The opening scene really sets the tone for what you’re about to get yourself into. The shot opens up mid-race along the mountainous Mediterranean coast line. Vin Diesel and Paul Walker are hugging tight, blind turns, zero regard given for whether someone else might happen to be coming around the corner, just so they can see Walker’s newborn baby—because nothing says fatherhood and respect for one’s family like absolute disregard for traffic safety. Upon their arrival, Vin Diesel lays down some enlightening knowledge about becoming a father, because it’s actually a little known fact that bro’s are actually the number one reliable source for information on childrearing.
A new tack is taken by Fast and the Furious 6 filmmakers where any moment of emotional conflict is solved simply by everyone just agreeing with our heroes ridiculously dumb and selfish decisions without needing any sort of convincing whatsoever no matter how dire the consequences would be, because let’s face it there are no such thing as consequences in this movie and FAMILY, BRO. Any other type of conflict in the plot is solved by throwing a bad guy across the room. Some un-evolved critics might call this shitty writing, but let’s be real here—what we are actually dealing with is, well… nope, it’s just shitty writing.
The whole thing is just a mindless platform for CGI car races, guys in tank tops, and girls in thongs, and it really left me wishing that the whole movie could have just been a platform for girls in thongs.

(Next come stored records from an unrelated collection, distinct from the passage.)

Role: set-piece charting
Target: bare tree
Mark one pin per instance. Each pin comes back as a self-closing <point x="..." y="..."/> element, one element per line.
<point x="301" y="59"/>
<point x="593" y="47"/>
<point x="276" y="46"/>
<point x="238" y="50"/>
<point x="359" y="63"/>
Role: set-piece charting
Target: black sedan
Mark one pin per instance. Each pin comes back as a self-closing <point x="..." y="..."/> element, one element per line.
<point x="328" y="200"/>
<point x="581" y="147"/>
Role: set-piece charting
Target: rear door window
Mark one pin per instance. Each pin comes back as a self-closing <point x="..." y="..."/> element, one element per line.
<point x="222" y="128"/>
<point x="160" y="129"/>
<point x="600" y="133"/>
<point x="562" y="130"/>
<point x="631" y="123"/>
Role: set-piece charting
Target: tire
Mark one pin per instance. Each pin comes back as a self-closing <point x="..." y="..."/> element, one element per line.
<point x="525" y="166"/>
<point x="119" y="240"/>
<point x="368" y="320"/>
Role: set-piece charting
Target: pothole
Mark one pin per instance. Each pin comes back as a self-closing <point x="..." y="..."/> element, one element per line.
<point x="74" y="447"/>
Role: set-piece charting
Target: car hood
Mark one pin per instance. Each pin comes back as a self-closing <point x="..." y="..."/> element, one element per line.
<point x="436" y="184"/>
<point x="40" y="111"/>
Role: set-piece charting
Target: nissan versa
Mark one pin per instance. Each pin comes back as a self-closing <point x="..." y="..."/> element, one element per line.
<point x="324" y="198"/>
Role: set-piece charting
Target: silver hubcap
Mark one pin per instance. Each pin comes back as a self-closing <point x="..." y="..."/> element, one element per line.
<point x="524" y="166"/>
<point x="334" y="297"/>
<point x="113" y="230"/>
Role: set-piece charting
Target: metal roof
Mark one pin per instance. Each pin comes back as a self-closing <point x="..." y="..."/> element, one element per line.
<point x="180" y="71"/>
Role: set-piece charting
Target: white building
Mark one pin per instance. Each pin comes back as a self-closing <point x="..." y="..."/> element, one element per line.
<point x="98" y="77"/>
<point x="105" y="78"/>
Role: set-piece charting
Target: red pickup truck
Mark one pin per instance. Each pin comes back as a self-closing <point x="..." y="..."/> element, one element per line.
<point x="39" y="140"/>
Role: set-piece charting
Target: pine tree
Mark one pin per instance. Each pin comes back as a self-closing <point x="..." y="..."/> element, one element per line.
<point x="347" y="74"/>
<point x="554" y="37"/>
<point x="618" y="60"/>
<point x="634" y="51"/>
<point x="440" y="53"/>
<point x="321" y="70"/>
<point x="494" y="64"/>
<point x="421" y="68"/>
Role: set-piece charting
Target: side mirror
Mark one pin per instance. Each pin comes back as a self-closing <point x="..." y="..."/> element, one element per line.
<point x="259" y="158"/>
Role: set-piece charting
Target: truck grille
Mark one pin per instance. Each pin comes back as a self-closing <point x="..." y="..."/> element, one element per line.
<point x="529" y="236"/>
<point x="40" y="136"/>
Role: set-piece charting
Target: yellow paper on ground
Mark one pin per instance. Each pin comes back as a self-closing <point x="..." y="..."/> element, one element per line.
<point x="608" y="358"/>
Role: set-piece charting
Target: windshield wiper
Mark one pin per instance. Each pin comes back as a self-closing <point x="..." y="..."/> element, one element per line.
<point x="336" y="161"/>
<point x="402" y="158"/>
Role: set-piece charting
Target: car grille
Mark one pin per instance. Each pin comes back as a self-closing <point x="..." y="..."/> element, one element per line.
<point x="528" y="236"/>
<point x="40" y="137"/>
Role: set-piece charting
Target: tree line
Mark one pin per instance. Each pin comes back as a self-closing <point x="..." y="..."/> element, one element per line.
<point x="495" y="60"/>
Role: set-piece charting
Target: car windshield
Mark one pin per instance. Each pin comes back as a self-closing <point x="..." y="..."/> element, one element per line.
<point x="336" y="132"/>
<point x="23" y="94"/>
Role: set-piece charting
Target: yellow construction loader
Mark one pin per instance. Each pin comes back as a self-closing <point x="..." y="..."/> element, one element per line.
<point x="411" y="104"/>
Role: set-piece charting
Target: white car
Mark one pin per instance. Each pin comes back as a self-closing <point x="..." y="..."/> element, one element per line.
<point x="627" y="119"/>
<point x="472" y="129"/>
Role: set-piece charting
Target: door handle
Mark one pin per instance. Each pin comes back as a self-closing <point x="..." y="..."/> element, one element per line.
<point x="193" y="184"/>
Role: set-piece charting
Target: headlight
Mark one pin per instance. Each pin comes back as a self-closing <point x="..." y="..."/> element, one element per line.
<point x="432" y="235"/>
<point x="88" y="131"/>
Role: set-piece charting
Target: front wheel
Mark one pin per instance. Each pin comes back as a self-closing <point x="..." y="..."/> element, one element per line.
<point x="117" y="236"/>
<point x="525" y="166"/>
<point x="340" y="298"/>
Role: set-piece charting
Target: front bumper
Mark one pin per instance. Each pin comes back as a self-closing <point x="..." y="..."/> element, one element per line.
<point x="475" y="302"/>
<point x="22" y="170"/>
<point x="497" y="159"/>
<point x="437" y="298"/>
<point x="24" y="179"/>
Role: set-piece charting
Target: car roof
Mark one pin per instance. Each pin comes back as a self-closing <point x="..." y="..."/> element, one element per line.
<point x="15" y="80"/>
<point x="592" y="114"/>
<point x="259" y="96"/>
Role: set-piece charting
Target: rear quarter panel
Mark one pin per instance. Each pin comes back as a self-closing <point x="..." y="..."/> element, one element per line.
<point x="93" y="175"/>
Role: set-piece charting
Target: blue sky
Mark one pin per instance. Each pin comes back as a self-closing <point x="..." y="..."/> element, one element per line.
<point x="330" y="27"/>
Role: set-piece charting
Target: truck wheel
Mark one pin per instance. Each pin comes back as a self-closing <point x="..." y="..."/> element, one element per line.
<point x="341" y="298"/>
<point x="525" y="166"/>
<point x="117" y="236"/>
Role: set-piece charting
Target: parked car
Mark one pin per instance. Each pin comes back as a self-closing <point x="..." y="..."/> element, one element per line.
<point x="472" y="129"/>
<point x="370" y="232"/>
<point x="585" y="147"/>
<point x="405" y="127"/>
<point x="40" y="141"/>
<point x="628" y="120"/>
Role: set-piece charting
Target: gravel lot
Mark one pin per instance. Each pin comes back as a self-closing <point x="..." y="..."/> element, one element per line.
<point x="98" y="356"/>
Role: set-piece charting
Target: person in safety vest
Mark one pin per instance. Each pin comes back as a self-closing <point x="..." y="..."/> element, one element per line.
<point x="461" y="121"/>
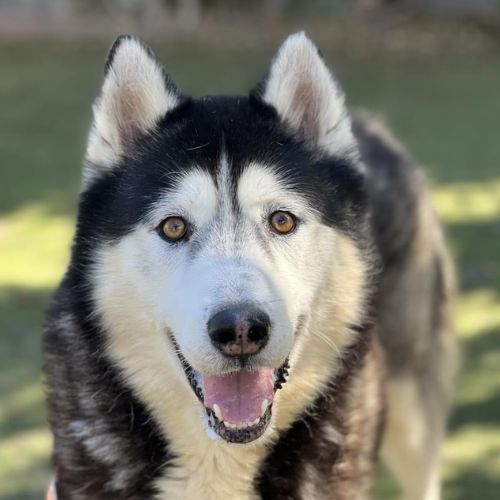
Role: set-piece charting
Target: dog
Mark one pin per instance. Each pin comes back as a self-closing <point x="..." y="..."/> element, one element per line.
<point x="258" y="296"/>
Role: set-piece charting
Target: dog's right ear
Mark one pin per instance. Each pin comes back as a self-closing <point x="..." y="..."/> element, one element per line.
<point x="136" y="93"/>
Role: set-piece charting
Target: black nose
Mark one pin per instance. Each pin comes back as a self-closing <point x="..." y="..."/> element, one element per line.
<point x="239" y="331"/>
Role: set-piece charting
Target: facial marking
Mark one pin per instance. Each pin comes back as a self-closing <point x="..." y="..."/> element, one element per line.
<point x="193" y="196"/>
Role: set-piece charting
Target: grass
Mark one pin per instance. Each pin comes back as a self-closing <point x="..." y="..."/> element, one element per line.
<point x="448" y="112"/>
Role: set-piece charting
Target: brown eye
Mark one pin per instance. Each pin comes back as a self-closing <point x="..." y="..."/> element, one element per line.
<point x="282" y="222"/>
<point x="174" y="228"/>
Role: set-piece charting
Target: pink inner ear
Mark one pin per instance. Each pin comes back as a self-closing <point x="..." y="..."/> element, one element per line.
<point x="305" y="105"/>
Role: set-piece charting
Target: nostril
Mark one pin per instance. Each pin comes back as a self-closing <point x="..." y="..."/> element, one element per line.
<point x="224" y="336"/>
<point x="257" y="333"/>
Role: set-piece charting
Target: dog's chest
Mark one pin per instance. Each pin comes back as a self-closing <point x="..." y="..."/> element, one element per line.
<point x="213" y="474"/>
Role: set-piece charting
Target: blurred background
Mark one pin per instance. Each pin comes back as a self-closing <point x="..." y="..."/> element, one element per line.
<point x="430" y="68"/>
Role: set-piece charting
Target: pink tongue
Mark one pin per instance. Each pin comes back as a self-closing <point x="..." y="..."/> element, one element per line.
<point x="239" y="394"/>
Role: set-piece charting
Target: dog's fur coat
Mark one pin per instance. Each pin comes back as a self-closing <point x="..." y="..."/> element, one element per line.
<point x="358" y="294"/>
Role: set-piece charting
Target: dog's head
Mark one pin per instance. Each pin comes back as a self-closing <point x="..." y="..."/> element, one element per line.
<point x="215" y="226"/>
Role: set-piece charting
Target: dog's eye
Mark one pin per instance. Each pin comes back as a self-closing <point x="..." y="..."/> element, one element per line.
<point x="173" y="228"/>
<point x="282" y="222"/>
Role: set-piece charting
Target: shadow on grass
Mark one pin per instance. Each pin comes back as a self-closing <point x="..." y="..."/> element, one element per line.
<point x="21" y="322"/>
<point x="486" y="411"/>
<point x="473" y="482"/>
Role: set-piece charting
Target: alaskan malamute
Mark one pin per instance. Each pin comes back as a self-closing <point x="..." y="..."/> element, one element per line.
<point x="257" y="296"/>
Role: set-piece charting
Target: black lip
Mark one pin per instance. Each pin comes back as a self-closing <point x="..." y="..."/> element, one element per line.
<point x="243" y="435"/>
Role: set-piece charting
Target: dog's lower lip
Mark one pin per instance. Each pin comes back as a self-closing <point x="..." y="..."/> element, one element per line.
<point x="239" y="434"/>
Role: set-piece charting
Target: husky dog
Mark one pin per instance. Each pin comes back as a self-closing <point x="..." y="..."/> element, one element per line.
<point x="257" y="296"/>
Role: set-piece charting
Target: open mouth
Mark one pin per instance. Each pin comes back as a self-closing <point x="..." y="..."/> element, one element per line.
<point x="238" y="404"/>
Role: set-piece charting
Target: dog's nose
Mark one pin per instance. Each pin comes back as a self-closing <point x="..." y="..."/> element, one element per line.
<point x="239" y="331"/>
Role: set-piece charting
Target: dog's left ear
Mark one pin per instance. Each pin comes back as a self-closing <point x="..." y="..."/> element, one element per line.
<point x="300" y="87"/>
<point x="136" y="94"/>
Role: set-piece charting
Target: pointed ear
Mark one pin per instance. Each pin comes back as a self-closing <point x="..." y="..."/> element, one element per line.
<point x="307" y="97"/>
<point x="135" y="94"/>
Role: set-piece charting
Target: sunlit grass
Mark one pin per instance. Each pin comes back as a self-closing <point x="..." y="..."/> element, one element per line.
<point x="431" y="110"/>
<point x="34" y="247"/>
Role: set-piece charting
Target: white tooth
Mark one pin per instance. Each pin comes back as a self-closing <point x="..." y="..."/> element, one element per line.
<point x="263" y="407"/>
<point x="218" y="413"/>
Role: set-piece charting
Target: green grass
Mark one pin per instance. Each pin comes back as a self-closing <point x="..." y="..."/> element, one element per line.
<point x="447" y="111"/>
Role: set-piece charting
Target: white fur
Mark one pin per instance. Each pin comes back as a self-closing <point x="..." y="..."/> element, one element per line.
<point x="307" y="97"/>
<point x="134" y="96"/>
<point x="143" y="286"/>
<point x="412" y="441"/>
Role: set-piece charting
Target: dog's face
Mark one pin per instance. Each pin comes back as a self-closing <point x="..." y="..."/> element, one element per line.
<point x="212" y="225"/>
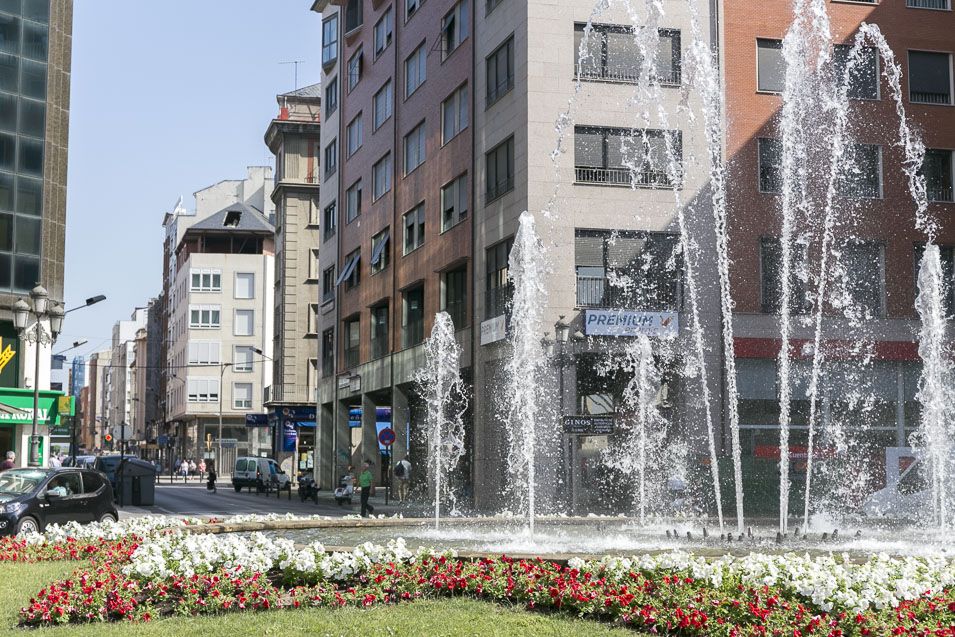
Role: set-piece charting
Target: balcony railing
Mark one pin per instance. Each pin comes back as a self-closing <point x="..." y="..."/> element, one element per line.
<point x="930" y="98"/>
<point x="622" y="177"/>
<point x="928" y="4"/>
<point x="940" y="194"/>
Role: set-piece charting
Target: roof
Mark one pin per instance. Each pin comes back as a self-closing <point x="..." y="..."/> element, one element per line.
<point x="237" y="217"/>
<point x="312" y="91"/>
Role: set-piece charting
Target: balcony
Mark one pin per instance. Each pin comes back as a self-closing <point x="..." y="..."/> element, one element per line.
<point x="622" y="177"/>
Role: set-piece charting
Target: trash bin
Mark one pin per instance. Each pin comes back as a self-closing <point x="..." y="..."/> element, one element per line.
<point x="136" y="483"/>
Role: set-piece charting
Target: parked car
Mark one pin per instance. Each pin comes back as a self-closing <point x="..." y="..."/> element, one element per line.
<point x="30" y="499"/>
<point x="261" y="473"/>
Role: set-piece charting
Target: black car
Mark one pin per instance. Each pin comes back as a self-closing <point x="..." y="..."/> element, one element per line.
<point x="30" y="499"/>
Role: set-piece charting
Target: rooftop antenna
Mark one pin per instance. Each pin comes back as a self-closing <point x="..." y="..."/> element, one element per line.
<point x="294" y="64"/>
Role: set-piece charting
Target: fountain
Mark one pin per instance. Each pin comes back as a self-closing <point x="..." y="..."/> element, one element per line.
<point x="441" y="386"/>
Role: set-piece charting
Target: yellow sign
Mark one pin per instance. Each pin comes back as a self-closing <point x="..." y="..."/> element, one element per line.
<point x="6" y="355"/>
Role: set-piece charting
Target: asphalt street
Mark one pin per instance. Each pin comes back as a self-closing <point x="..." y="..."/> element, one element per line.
<point x="194" y="499"/>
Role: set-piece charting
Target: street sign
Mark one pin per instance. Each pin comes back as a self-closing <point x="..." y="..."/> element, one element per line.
<point x="386" y="437"/>
<point x="589" y="425"/>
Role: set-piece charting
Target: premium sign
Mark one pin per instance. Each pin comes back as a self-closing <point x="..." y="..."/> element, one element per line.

Obviously you should not go see this movie, but if you’re the type of person who reads 1,000 word essays on anything, you most likely weren’t going to see this movie anyway. You could see a more compelling story by going to a random neighborhood and watching little kids play bad guys versus good guys with super soakers. Of course, doing so would be really creepy and if caught you would probably have to register in any state you ever decided to move to from that point on, but hey, so long as you actually avoid Fast and the Furious 6, it’s probably worth it.